A knowledge graph that was accurate when it was built but has not been updated in six months is worse than no knowledge graph at all: it gives the appearance of a reliable knowledge source while silently presenting outdated information as current. Incremental knowledge mining — the design of systems that continuously update the graph as source data changes — must be addressed at the architecture stage, not retrofitted after deployment.
The Sources of Change
Changes that require graph updates come from multiple sources: new records entering source databases, revisions to existing records, updates to the ontologies and terminologies that the graph uses as its reference layer, new publications and regulatory documents that add or modify evidence, and formal corrections or retractions of previously extracted assertions. Each of these change types requires a different detection and processing mechanism.
Change Detection Strategies
For structured database sources, change detection is most reliable when source systems emit change events (via triggers, CDC — change data capture — mechanisms, or message queues).

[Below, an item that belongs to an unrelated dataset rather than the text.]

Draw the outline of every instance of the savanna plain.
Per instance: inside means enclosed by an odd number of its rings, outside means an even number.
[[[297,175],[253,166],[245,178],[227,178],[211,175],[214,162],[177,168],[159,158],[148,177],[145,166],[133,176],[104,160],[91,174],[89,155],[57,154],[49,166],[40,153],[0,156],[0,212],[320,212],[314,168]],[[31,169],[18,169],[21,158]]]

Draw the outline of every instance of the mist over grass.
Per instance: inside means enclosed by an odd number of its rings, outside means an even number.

Where change events are not available, hash-based comparison of key fields against the previous extraction state provides a workable alternative. For document sources such as publications and regulatory filings, a combination of date-based filtering and document fingerprinting identifies new and revised documents for re-processing. Ontology version updates require systematic comparison of the new and previous ontology versions to identify concept additions, deprecations, and relationship changes — and a re-mapping process for affected graph nodes.
Versioning the Knowledge Graph
Incremental updates should be versioned. Every assertion in the knowledge graph should carry a timestamp of when it was created, when it was last confirmed, and — for deprecated assertions — when it was invalidated. This versioning allows downstream applications to query the state of the knowledge graph at a specific point in time, which is essential for regulatory applications where the information available at the time of a decision must be reproducible. Graph versioning also provides an audit trail that satisfies the traceability requirements of pharmacovigilance and clinical trial oversight processes.